How to diff XML

Lennart Regebro

wroc.py, April 2019

BriteCore is the leading technology platform for modern insurance providers. Fully managed through Amazon Web Services cloud, BriteCore is continually updated to guarantee maximum security, efficiency, and durability at scale. Over 45 Carriers, MGAs, and InsureTechs rely on BriteCore for their core, data, and digital needs.

I work for BriteCore.

We do the type of software that insurance companies use to deal with insurance policies and claims.

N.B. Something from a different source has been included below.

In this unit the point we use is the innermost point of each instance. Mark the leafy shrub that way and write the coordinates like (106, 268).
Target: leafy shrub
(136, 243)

We are over a 100 people right now, we work remotely, and yes, we are hiring. I'm not currently involved in the hiring procedures, but I will be in the future. Go to britecore.com, there's a careers link in there somewhere, I'd love it if we got more people in Wroclaw.

However, when I did the stuff I'm talking about here, I worked for another company, called Shoobx.

Shoobx does a lot of cool things that involve legal documents, and long story short, if you have a Delaware C-Corp, you need Shoobx. If you are gonna do a US startup, you need Shoobx.

They ALSO hire people remotely, but only senior level developers, and the stuff they do is HARD. Just so you know. Contact them if you think your job is too easy.

At Shoobx they deal a lot with legal documents. Although you can print your legal docs and sign them with a pen and then scan them into our system, one of the benefits of Shoobx is that you don't have to do that.

SBT + magic = PDF

You can create the legal document in Shoobx and sign everything electronically. There are workflows for doing all this and filling in documents, you can customize them and loads of things I only understand halfway because I'm not a lawyer.

So we have loads of documents, many of them generated through our own template language, unsurprisingly called "SBT" for "Shoobx templates". (Psst, it's really mostly Reportlab RML + Zope Page Templates + XSLT magic).

Both documents and templates can have revisions, and of course it would be nice to have a way of showing the differences.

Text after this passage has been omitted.